Both university presidents at the time the transgressions came to light — Richard McCallum at DSU and Charles Polk at MSU — were fired by their respective institutions.
While Antolini’s warning was clear, the numbers might be on DSU’s side with regard to seeing through a positive outcome from its “on notice” status with the HLC. While there are currently 11 institutions with an “on-notice” status, HLC spokesman John Hausaman said a school actually losing its accreditation is “rare.”
Since 2005, schools besides MSU that have been served with withdrawal actions by the HLC include Ellis University and NAES College, both in Chicago, and Lewis College of Business in Detroit, Hausaman said.
Citing HLC policy, Hausaman said he couldn’t provide a complete list of all the schools that have been stripped of their accreditation in the past.
“The situations between Dickinson State and Mountain State are in no way comparable,” DSU spokesperson Marie Moe stated in an email. “Dickinson State remains fully accredited by the Higher Learning Commission. Dickinson State has taken positive and proactive action to address the concerns of the Higher Learning Commission.”
Moe also pointed out that DSU continues to be in good standing with a number of other discipline-specific accreditation agencies, including the National Council for the Accreditation of Teacher Education and the National League for Nursing Accrediting Commission, among others.

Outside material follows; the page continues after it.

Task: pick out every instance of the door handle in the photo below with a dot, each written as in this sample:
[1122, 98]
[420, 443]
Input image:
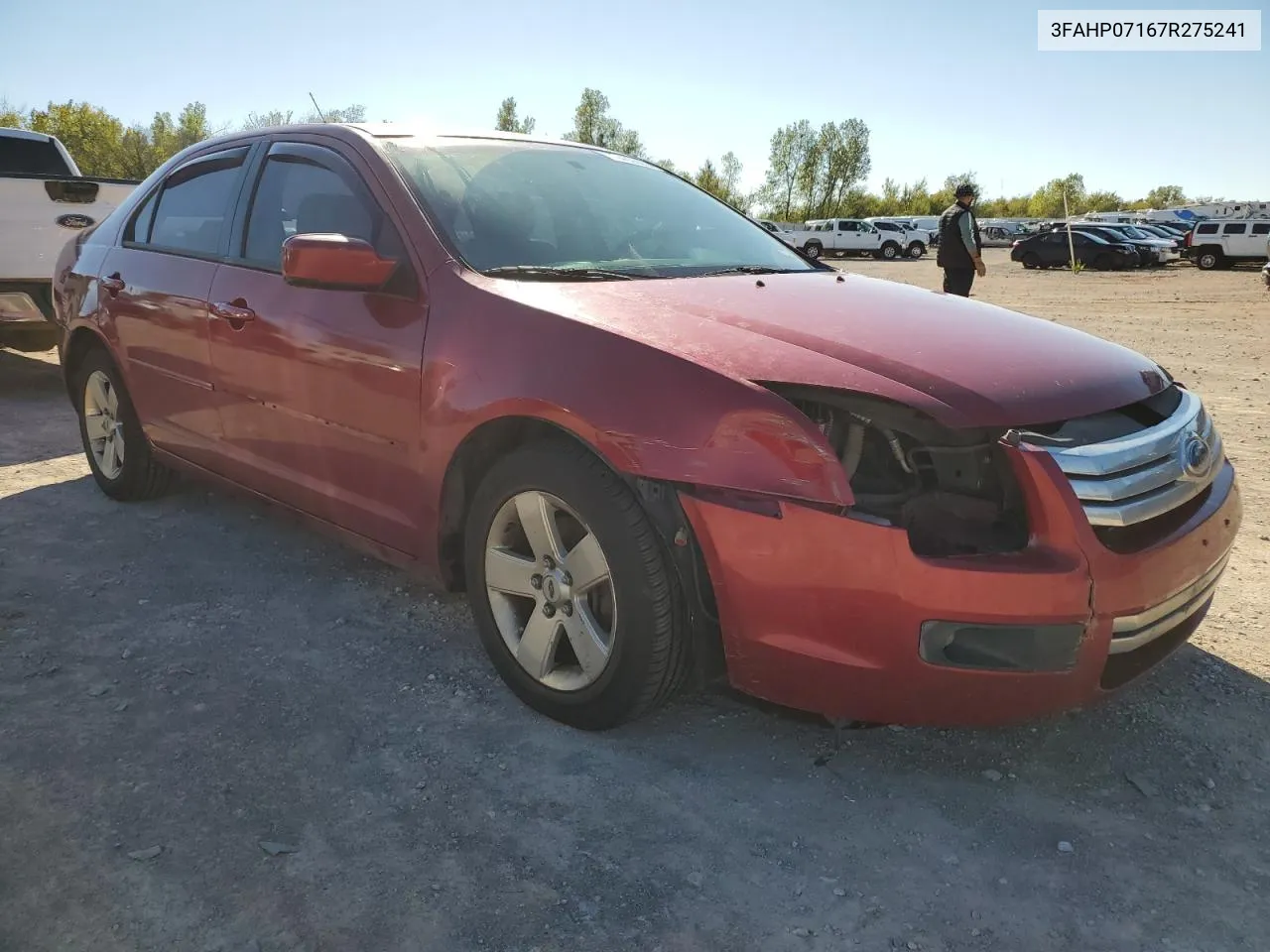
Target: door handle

Following the submittal of a “notice response” in February, DSU hosted an HLC “visiting team” in April, which was charged with evaluating the changes noted in DSU’s response. The next step in the process is scheduled to come from the HLC board, which will take up DSU’s “on notice” status at its meeting in November.

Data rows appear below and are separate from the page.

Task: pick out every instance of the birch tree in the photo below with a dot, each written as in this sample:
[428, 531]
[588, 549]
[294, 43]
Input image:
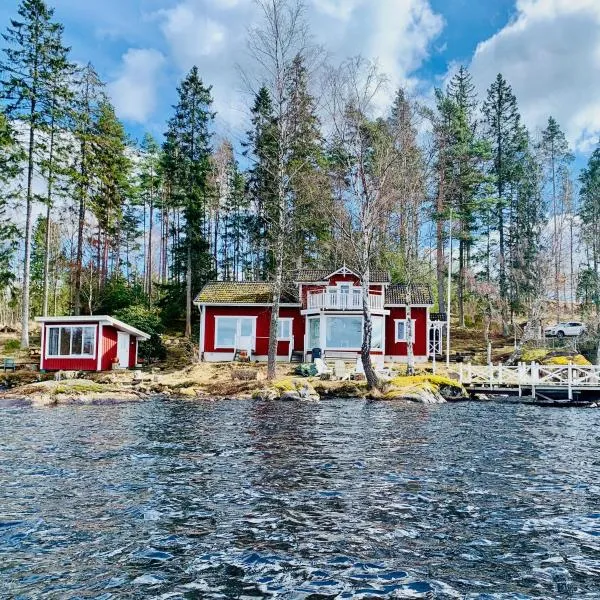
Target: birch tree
[363, 157]
[274, 45]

While DSU’s outcome is yet to be determined, Antolini said it shouldn’t take anything for granted after he saw the shocking shuttering of his small town’s university.
“If I’m Dickinson State, I would be nervous,” Antolini said. “Based on what our experience was down here, I don’t think anybody at all believed for a minute that they were going to have their general accreditation pulled. Some people thought that the nursing program would be shut down, but nobody thought the entire accreditation would be pulled. It was just incredible.”